Determining if a problem/game has a Nash Equilibrium is not an easy problem. In fact, it is harder than the classical NP problems and it is considered to be PPAD. In this posting, I will look and classify the Grid Problem to be the following:

Grid is a shared infrastructure with a limited number of resources. The limit could be high, but it must be less than what two players (users of the Grid) are able to consume. We want to look at the Grid Problem and see if there exists a configuration where all the users/players are satisfied. In short, we want to see if there exists a Nash’s Equilibrium point for the Grid Problem.
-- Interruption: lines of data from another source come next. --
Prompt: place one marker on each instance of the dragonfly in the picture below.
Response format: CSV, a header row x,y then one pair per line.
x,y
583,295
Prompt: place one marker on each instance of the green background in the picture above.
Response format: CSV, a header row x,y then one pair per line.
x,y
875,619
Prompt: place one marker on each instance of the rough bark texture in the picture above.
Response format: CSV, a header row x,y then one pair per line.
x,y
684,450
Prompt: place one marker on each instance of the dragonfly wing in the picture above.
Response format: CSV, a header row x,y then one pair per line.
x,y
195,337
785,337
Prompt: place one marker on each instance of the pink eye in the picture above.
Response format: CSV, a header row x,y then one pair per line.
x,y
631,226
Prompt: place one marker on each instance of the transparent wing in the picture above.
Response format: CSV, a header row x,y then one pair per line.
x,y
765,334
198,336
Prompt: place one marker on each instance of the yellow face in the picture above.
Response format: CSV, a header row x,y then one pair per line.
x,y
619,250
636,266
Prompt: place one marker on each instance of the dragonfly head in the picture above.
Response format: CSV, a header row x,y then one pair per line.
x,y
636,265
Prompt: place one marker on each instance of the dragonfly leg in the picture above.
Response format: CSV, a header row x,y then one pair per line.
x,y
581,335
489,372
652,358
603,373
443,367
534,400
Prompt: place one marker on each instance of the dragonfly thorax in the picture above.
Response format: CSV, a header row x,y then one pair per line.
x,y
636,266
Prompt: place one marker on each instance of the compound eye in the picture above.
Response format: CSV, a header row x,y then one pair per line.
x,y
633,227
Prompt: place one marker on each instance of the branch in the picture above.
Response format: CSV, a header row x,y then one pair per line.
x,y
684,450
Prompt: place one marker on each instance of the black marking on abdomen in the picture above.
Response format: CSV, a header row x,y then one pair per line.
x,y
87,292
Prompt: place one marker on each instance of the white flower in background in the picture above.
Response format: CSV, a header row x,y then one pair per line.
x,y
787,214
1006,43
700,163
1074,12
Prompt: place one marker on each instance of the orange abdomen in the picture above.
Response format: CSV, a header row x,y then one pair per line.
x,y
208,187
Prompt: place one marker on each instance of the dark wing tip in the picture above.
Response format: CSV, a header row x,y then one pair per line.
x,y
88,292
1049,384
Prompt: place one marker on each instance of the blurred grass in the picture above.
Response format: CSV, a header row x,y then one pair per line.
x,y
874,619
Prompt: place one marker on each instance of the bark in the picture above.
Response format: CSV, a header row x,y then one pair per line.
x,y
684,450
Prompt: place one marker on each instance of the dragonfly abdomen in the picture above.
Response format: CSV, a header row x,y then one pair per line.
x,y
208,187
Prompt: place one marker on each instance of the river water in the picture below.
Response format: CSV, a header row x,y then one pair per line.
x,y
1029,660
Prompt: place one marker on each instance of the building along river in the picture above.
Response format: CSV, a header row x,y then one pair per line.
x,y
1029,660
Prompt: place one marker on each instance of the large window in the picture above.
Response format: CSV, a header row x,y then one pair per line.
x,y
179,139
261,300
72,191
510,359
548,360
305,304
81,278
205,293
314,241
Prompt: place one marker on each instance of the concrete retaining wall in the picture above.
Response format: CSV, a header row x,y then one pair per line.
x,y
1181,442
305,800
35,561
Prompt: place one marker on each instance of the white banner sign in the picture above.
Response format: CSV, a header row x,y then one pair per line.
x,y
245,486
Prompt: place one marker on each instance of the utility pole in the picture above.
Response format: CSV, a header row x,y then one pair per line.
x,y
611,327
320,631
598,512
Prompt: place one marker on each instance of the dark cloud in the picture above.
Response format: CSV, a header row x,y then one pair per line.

Lets take a step back, and look at the classes of games that exist. I want to do this to level-set and clarify my position about where various infrastructure types will fit into the different classes of games.

We have the following:

- Strategic Games (a.k.a Games in Normal Form)
- Extensive Games with perfect information
- Extensive Games without perfect information
- Coalitional Games

Strategic games are rather interesting in that both players (or N-players) make the decision in advance, and stick to that decision for the duration of the games. Extensive games, however, players can modify their strategy between moves.

Lets look at a Grid infrastructure:

A. Resource are limited B. Jobs are submitted to the Queue to be processed C. Queues are most likely FIFO D. A Player wants to get results asap without regards to the other playersBased on the above properties, we can deduce the following:

- Property A makes this game a Zero-sum game.
- Property B makes this game an imperfect information game
- Properties C + D makes this game a non cooperative strictly competitive game

In a Strategic game, the player chooses his plan of action once and for all and independently of the other players. Each plan is made based on a set of preferences, but those preferences *must* be selfish as we are dealing with a Zero-sum game.

If this problem can be reduced to the Matching Pennies problem, we can deduce that the Grid Problem does not have a Nash Equilibrium.